Question: In some string problems l have used hashing for checking a substring is present in a given string in o(1) [i.e for matching a substring] but i had a doubt that how can we say that hashing doesn't undergo collision while checking for matching substrings?
Note: the hashing logic is the same logic that used in rabin karp algorithm for patter matching. Please correct me if am wrong in any case.
Everyone are invited to solve my doubt
Thanks in Advance !!!
but i had a doubt that how can we say that hashing doesn't undergo collision while checking for matching substrings
Let's estimate your chances to get hash collision. Assume that the hash is a random number in range [0, m) with only one property: if two strings are equal, then hashes are equal.
Then let's check what number of distinct strings we can have without actually having equal hashes. According to the birthday paradox, we can roughly estimate this number as $$$c \cdot \sqrt{m}$$$, where $$$c = const$$$. So, if you have $$$c \cdot \sqrt{m}$$$ strings, you are likely to have collisions.
It depends on your problem whether you will be affected by hash collision, but the most simple way to get rid of it is to calculate two different hashes with different modulos and say that strings are equal if both hashes are equal. If this modulos are, for example, $$$10^9 + 7$$$ and $$$10^9 + 9$$$, you will have collisions only with $$$c \cdot 10^9$$$ strings, which is practically impossible in any given CP problem.
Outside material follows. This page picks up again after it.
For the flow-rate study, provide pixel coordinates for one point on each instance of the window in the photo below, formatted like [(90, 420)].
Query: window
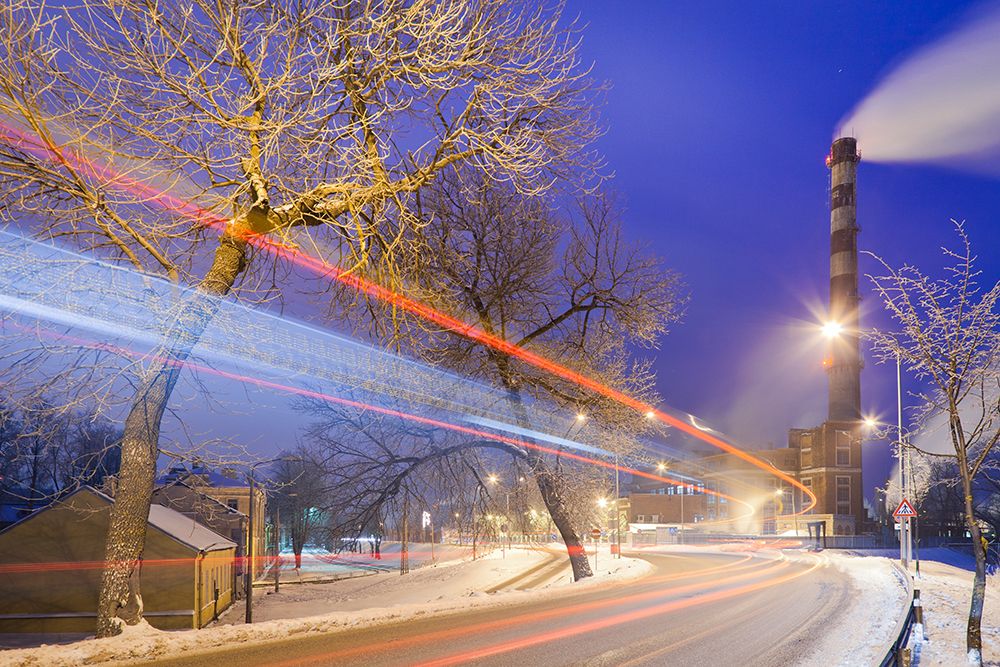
[(843, 441), (843, 495)]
TL;DR hashes are based on probability, and they work almost certainly (have enough chance to pass in CP problem).
@Wind_Eagle is it c*10^9 or c* sqrt(10^9)
If you are using two modulos $$$m_1$$$ and $$$m_2$$$, you can say that you are using one modulo $$$m = m_1 \cdot m_2$$$, so $$$c \cdot \sqrt{m} = c \cdot \sqrt{(10^9 + 7) \cdot (10^9 + 9)} \approx c \cdot 10^9$$$.